Marriage to Imran Khan
Goldsmith married Imran Khan, a Pakistani cricketer, celebrity and philanthropist who later turned to politics, on 16 May 1995 in a traditional Islamic ceremony in Paris. They also had a civil ceremony on 21 June 1995 at the Richmond Register Office, followed by a midsummer ball at Ormeley Lodge. A few months before her wedding, she converted to Islam,  citing the writings of Muhammad Asad, Charles le Gai Eaton and Alija Izetbegović as her influences. In Lahore, Pakistan, she learned to speak Urdu and also wore traditional Pakistani clothes.

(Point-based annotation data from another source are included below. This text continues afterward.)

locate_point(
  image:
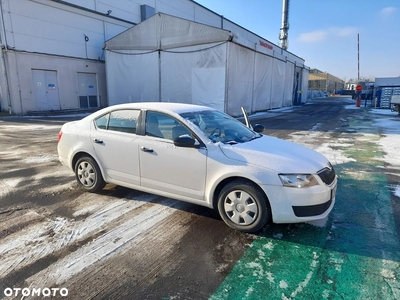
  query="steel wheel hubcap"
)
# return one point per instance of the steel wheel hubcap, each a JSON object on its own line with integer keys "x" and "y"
{"x": 86, "y": 174}
{"x": 240, "y": 207}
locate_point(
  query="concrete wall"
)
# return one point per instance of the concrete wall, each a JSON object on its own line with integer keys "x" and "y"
{"x": 67, "y": 37}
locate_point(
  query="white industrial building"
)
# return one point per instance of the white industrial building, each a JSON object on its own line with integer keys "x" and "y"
{"x": 54, "y": 53}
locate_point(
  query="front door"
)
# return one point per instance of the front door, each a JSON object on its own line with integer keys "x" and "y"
{"x": 46, "y": 90}
{"x": 115, "y": 142}
{"x": 163, "y": 166}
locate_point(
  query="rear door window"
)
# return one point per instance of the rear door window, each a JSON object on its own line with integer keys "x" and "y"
{"x": 119, "y": 120}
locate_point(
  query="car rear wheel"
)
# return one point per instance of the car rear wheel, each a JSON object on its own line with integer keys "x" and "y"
{"x": 88, "y": 175}
{"x": 243, "y": 206}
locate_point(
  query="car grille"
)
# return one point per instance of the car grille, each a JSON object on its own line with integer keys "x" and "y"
{"x": 311, "y": 210}
{"x": 327, "y": 175}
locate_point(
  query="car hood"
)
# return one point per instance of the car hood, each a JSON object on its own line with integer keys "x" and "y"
{"x": 276, "y": 154}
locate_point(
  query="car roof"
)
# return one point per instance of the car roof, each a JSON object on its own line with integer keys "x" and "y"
{"x": 166, "y": 107}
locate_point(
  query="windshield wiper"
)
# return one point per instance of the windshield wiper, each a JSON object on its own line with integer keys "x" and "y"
{"x": 255, "y": 137}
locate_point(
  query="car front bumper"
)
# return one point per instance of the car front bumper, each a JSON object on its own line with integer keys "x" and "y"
{"x": 296, "y": 205}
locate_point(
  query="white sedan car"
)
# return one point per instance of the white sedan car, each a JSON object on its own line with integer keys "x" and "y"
{"x": 203, "y": 156}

She stated that prior to her conversion to Islam, she was technically Anglican but "was made familiar with Jewish traditions", since her paternal grandfather Frank Goldsmith was German Jewish. During her marriage, her Jewish heritage was used by Imran Khan's political opponents to question their credibility in Pakistani politics, especially concerning accusations that they supported the Jewish lobby.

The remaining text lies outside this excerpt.